Seasons came and went like dealt cards; and because you kept showing up at my desk as I wrote column after column, book after book, people far and wide began to invite me to their cities and towns to speak about hydronics, and the people who make hydronics happen. And in that way, The Lovely Marianne and I made a living, and we put those four girls through college.
I wanted to tell you what I had learned from a Dead Man in an old, yellowed book or the funny thing that happened on that job I visited with a contractor last week, or last year. Time didn’t matter. All that mattered was that you were there, and always willing to listen.
Marianne got to travel with me to many of those places, as far away as Hawaii and as fancy as France, and we made new friends everywhere we went because she was always the best part of me.
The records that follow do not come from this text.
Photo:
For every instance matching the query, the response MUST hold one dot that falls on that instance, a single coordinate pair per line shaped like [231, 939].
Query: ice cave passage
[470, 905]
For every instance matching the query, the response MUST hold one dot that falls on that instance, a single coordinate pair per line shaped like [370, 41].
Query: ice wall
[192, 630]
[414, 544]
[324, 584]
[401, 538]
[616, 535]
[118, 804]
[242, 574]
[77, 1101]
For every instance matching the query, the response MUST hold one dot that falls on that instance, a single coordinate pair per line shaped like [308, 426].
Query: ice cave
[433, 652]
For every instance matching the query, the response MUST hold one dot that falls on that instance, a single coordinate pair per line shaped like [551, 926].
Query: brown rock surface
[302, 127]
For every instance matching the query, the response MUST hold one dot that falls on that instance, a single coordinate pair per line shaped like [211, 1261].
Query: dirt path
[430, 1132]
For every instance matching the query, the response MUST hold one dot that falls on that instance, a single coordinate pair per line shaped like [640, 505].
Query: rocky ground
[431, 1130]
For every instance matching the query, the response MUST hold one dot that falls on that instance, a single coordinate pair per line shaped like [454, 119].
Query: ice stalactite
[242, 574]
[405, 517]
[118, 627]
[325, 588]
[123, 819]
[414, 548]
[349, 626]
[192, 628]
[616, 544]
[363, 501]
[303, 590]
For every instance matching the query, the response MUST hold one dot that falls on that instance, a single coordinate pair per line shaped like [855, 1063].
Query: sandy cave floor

She knew how to love everyone.
I was working on the book I called “How Come?” It was a Q&A book about older hydronic systems. It was to be my tribute to those who wrote the early Audel books and R.M. Starbuck himself. Those books offered straightforward answers to direct questions asked and answered a hundred years ago.
Marianne opened the mail one day and said, “This guy sent a check for $20 for your book, ‘Pumping Away.’ Did you write a book called ‘Pumping Away’ that I don’t know about?
“No, I didn’t,” I said. “But if I ever do, I’m going to use that title. It sings!”
“You’d better write it fast,” she said. “We need this twenty bucks and I’m not sending this guy’s check back.”
So here’s what I did: I took part of the evolving “How Come?” book — the part that had to do with the location of circulators and compression tanks — and I rewrote it in prose, rather than as a Q&A. I added some stories to flesh it out and took it to our printer.
“Can you make a book of this?” I said. “I need it in a hurry.”
He looked at my file and said it was going to be a mighty skinny book.
“What can you do to help?” I said.
“Well, I can bump up the size of the font and enlarge the drawings. That should get us there.”
That book paid for our four daughters' weddings, and then some. And my favorite part happened when people told me they loved that book because it was so easy to read. “My eyes aren’t that good,” they’d say. “I just love that large font!”
Isn’t that a delicious story?
She is gone. I ache for her, but I am joyful for what we had, and for what we accomplished together. My work is done now, old friend, so farewell, and thanks. I will love you forever.